The Human Rights Committee acting under the International Covenant on Civil and Political Rights has been one of the main fora for litigation related to the rights of indigenous peoples. The Committee has developed a four-part test to determine whether an interference in the life of an indigenous group, including in its traditional means of livelihood, constitutes a violation of article 27 of the Covenant, protecting the right of the members of a minority to enjoy their own culture.

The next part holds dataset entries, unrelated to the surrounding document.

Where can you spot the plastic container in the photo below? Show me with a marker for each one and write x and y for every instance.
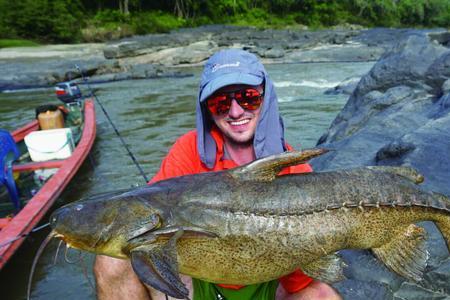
(51, 119)
(50, 144)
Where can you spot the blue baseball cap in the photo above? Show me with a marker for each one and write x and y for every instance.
(234, 66)
(231, 66)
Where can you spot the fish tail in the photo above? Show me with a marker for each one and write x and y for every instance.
(444, 226)
(443, 220)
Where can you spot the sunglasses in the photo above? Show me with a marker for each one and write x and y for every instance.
(220, 103)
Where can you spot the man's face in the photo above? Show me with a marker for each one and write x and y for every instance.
(237, 124)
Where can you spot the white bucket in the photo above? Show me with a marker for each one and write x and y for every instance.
(50, 144)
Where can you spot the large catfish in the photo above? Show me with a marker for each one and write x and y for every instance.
(249, 225)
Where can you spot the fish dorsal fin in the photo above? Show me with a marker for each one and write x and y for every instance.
(406, 253)
(329, 269)
(406, 172)
(266, 169)
(157, 266)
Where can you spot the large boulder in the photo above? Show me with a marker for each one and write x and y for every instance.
(399, 115)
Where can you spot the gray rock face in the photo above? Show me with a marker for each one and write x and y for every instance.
(399, 114)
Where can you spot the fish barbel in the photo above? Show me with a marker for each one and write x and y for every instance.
(249, 225)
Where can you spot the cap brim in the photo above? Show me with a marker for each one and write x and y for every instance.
(228, 79)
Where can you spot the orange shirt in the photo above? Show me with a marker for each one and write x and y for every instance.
(184, 159)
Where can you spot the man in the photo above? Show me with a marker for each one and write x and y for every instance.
(237, 122)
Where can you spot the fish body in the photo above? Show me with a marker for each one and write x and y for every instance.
(248, 225)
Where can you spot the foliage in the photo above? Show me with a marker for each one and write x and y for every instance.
(48, 20)
(6, 43)
(155, 21)
(75, 20)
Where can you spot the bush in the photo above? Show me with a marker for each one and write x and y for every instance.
(49, 21)
(6, 43)
(155, 22)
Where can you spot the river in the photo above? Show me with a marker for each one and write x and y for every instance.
(151, 114)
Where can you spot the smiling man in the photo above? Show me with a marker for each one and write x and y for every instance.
(237, 122)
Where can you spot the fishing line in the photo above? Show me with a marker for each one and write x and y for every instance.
(112, 124)
(71, 262)
(24, 235)
(114, 127)
(57, 251)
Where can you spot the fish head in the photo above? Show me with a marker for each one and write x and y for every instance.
(105, 224)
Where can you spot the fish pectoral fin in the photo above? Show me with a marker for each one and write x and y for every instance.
(157, 267)
(266, 169)
(329, 269)
(406, 254)
(406, 172)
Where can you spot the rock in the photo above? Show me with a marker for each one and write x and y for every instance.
(399, 114)
(345, 87)
(439, 278)
(411, 291)
(361, 290)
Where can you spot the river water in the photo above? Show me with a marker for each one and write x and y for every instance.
(151, 114)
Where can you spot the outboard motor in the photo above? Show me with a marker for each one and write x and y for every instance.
(68, 92)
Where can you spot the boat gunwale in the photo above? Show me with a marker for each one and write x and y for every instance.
(39, 204)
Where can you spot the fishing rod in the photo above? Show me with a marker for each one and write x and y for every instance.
(112, 124)
(115, 129)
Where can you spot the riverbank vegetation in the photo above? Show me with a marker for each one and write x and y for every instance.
(71, 21)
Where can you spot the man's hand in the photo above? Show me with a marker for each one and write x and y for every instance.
(314, 291)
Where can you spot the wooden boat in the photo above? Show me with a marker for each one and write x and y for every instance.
(16, 226)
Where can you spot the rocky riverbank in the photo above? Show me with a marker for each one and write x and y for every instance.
(165, 54)
(398, 115)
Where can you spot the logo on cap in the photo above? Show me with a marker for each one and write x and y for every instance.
(216, 67)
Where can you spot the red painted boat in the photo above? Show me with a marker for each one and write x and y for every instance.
(14, 228)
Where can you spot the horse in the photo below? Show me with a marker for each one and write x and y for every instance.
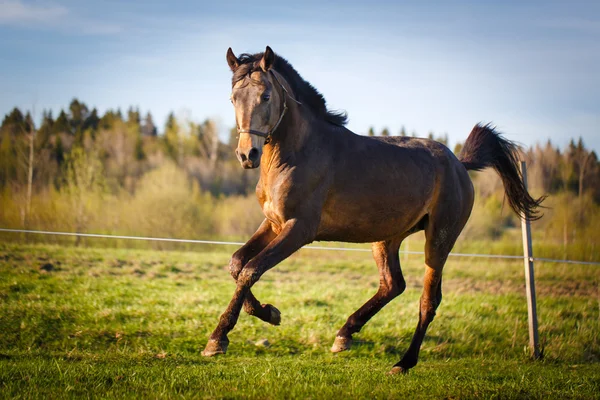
(320, 181)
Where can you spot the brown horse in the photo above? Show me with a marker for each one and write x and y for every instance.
(320, 181)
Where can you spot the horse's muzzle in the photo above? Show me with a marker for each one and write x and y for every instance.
(249, 160)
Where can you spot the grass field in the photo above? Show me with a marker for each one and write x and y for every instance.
(77, 322)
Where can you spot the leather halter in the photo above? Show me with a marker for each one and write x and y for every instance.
(267, 135)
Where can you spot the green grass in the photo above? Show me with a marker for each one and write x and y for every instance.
(131, 323)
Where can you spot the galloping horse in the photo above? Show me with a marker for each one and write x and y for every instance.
(320, 181)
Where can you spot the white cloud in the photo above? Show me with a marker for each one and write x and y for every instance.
(16, 12)
(51, 16)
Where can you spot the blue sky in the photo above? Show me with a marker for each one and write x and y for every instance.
(532, 68)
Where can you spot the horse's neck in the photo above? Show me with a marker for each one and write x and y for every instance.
(293, 135)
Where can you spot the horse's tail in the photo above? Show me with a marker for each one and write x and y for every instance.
(485, 147)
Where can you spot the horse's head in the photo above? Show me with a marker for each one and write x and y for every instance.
(259, 101)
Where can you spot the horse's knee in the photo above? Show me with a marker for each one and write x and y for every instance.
(248, 277)
(235, 266)
(398, 288)
(427, 309)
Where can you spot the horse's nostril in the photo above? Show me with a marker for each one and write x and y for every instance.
(253, 154)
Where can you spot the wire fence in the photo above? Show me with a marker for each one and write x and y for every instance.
(225, 243)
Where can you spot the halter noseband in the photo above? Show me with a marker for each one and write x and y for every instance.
(267, 135)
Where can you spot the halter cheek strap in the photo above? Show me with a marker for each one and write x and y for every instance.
(267, 135)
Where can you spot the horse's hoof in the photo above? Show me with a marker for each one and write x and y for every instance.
(214, 347)
(341, 344)
(398, 371)
(275, 315)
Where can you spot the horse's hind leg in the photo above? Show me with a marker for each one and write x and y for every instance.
(439, 241)
(391, 284)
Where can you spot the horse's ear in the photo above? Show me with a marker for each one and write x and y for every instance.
(232, 60)
(268, 59)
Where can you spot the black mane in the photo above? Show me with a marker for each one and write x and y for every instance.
(304, 92)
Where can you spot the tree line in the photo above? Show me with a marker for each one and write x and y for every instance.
(81, 159)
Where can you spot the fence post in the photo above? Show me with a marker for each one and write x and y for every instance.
(534, 340)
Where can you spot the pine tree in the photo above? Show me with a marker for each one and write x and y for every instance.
(149, 129)
(61, 125)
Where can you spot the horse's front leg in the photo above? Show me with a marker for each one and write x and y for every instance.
(261, 238)
(293, 236)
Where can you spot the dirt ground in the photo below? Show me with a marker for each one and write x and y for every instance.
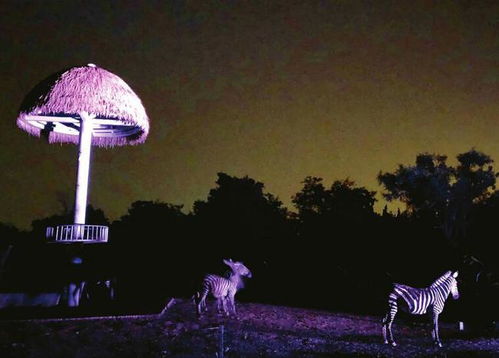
(258, 331)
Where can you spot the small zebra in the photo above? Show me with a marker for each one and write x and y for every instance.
(418, 300)
(223, 289)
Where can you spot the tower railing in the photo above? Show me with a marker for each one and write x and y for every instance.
(77, 233)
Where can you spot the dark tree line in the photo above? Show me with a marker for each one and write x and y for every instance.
(332, 250)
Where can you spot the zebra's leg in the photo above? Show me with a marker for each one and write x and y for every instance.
(388, 320)
(219, 304)
(224, 304)
(201, 306)
(233, 304)
(434, 332)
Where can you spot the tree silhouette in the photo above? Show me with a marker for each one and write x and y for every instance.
(439, 193)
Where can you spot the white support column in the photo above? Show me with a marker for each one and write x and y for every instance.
(85, 145)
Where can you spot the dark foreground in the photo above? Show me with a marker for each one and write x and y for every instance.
(259, 331)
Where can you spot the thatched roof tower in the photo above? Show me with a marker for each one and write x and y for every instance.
(54, 105)
(88, 106)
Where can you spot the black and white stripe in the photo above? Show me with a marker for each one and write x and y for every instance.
(223, 289)
(420, 301)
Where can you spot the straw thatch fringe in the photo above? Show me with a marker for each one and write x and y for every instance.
(88, 89)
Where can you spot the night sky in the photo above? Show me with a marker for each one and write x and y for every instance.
(276, 90)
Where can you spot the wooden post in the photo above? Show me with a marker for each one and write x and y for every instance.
(85, 145)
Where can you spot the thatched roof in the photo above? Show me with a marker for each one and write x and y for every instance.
(52, 108)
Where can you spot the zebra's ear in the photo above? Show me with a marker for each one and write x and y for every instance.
(228, 262)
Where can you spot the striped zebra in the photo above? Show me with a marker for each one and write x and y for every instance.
(418, 301)
(223, 289)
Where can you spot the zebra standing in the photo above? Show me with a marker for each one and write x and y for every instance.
(418, 300)
(223, 289)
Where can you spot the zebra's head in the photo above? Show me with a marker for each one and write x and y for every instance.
(238, 268)
(453, 286)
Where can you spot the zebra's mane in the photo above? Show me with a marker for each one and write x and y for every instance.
(444, 278)
(228, 275)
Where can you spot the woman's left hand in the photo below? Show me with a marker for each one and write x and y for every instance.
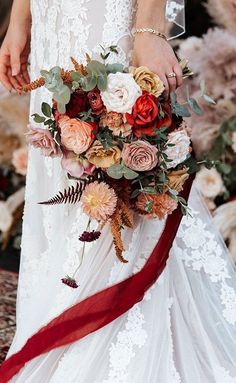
(155, 53)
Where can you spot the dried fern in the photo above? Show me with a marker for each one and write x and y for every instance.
(73, 193)
(70, 195)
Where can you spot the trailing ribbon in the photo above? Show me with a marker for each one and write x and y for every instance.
(100, 309)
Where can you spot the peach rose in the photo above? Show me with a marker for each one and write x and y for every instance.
(20, 160)
(140, 156)
(103, 158)
(147, 80)
(76, 135)
(116, 123)
(42, 139)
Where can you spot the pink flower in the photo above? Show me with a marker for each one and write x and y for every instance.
(99, 201)
(140, 156)
(76, 166)
(76, 135)
(42, 139)
(20, 160)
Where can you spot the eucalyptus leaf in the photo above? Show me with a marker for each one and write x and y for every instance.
(37, 118)
(202, 87)
(114, 68)
(195, 106)
(46, 109)
(129, 174)
(208, 99)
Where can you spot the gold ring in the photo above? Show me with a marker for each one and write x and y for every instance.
(171, 75)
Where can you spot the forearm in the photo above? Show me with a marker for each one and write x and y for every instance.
(20, 13)
(151, 13)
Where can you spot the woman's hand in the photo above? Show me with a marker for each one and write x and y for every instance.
(14, 54)
(156, 53)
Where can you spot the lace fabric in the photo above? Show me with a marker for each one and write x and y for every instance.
(184, 329)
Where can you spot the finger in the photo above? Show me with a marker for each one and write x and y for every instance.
(172, 83)
(4, 60)
(25, 73)
(179, 74)
(20, 79)
(167, 90)
(15, 61)
(13, 80)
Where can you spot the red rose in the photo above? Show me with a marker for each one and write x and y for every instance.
(144, 115)
(96, 102)
(167, 119)
(78, 103)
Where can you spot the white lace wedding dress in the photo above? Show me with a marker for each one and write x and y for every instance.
(185, 328)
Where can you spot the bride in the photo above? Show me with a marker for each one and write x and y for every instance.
(184, 329)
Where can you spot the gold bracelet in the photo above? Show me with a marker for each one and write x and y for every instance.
(150, 30)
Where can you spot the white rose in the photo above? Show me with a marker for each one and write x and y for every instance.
(121, 93)
(209, 182)
(180, 150)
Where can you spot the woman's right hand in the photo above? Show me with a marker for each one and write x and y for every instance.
(14, 54)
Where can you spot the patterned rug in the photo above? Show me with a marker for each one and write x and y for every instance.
(8, 286)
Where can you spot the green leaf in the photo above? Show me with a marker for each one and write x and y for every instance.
(181, 110)
(37, 118)
(202, 87)
(224, 168)
(195, 106)
(46, 109)
(129, 174)
(115, 171)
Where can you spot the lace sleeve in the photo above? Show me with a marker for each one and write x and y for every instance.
(175, 15)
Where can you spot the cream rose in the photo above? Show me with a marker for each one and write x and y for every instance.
(209, 182)
(140, 156)
(147, 80)
(177, 153)
(76, 135)
(103, 158)
(121, 93)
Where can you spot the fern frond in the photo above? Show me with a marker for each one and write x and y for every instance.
(70, 195)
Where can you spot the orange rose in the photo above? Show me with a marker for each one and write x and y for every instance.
(144, 115)
(76, 135)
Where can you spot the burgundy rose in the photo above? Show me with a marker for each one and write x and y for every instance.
(96, 102)
(78, 103)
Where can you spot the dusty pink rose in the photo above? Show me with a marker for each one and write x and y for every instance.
(20, 160)
(76, 166)
(140, 156)
(42, 139)
(76, 135)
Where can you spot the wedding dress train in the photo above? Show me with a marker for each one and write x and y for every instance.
(184, 330)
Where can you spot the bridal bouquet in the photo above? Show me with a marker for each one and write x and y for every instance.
(128, 148)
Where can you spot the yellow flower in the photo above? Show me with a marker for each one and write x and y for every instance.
(103, 158)
(177, 179)
(99, 201)
(147, 80)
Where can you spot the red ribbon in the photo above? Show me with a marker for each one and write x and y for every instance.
(101, 308)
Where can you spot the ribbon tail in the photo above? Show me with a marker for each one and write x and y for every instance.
(100, 309)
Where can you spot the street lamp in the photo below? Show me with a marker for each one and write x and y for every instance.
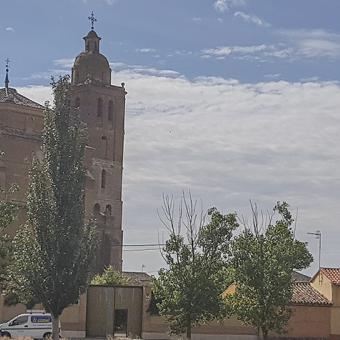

In the view of the author, however, the Committee has in practice failed to make full use of its own test and has instead often adopted a deferential standard in relation to any explanations received from the respondent state. As a consequence, the Committee’s case law has become inconsistent and unsatisfactory. In his rewriting of the case of Paadar et al. v Finland, decided by the Committee in 2014, the author demonstrates that the Committee’s own test is viable and will need to be integrated with the recognition of indigenous peoples as beneficiaries of the right of all peoples to self-determination and with the notion of ‘free, prior and informed consent’ as embodied in the 2007 United Nations Declaration on the Rights of Indigenous Peoples.